Llevó más trabajo sospechar que ese “algo más” tenía vínculos estrechos con el lenguaje que nos permitía expresar libremente toda la gama de pensamientos y sentimientos que parecían nacer en ese yo, para comunicarlos a los demás, por medio del cuerpo, del que esa alma se servía con la misma devoción con que el esclavo trabaja para el amo. La famosa frase de Heidegger “el lenguaje es la casa del ser” no es más que otro de los modos de esta certeza.

La estrategia de los masoretas de convertir en “alma” a la mente se fue instalando lentamente, acuciada por las urgencias materiales del vivir por hombres refugiados en templos, cavernas y ermitas.

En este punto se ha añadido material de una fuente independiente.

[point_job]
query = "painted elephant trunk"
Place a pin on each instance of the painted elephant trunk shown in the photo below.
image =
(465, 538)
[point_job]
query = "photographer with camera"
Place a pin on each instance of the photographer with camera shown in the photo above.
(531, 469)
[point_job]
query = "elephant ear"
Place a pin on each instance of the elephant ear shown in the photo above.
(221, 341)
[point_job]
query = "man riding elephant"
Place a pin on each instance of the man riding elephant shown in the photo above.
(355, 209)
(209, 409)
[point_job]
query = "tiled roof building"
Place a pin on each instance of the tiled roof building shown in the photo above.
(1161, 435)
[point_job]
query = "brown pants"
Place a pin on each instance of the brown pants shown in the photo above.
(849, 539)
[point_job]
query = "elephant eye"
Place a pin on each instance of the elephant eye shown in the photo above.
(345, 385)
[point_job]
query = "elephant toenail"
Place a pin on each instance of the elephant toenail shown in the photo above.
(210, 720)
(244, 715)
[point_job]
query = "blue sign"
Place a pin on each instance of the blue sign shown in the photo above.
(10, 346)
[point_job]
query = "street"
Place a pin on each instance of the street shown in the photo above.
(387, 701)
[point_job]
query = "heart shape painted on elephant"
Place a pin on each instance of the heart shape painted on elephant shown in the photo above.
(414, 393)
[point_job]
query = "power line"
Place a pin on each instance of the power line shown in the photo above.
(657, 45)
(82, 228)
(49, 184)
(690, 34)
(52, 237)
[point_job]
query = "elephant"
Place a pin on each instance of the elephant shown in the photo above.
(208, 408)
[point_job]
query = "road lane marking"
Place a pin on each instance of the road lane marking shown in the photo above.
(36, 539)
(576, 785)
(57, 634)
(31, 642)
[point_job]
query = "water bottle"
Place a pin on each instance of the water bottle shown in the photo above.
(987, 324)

En las sinagogas y templos, además, los rabinos y fariseos custodiaban  pergaminos y rollos escritos, con el mismo celo con el que los paganos guardaban a sus ídolos de oro.

Mientras los templos infieles estaban ahítos de mancebos desnudos, toros, cocodrilos, gatas y chacales que se izaban como ídolos en altares que parecían vitrinas de un museo zoológico, los judíos alojaban en sus templos únicamente un arca que contenía libros.

Palabras.

Ideas.

Esta verdadera supremacía del lenguaje espiritualizó a los ariscos hijos del desierto, y sospecho que por esa razón su religión prevaleció a los siglos que desgastaron los paganismos. Otros autores prefieren ver en el monoteísmo ese privilegio. El que sea uno o mil dioses los inquilinos del panteón no deja de ser una cuestión aritmética, en cambio, que en lugar de símbolos materiales se erija como suprema autoridad un libro, cambia las reglas del juego religioso de una vez y para siempre.

No en vano, los dos monoteísmos que brotaron como yemas también tienen sus textos sagrados en el Corán y el Nuevo Testamento que se erigen en autoridades inapelables y referencia obligada, sin haber renunciado a la sagrada Torá de los judíos como antecedente. Todos libros: palabras escritas que conservan el espíritu de las ideas en una forma halagadora, aunque no siempre precisa.

Esta verdadera obsesión por la lectura y escritura los hizo diferentes a los demás: en lugar de dioses materiales, custodiaban la “casa del ser” en forma de papiros, pergaminos y tablillas.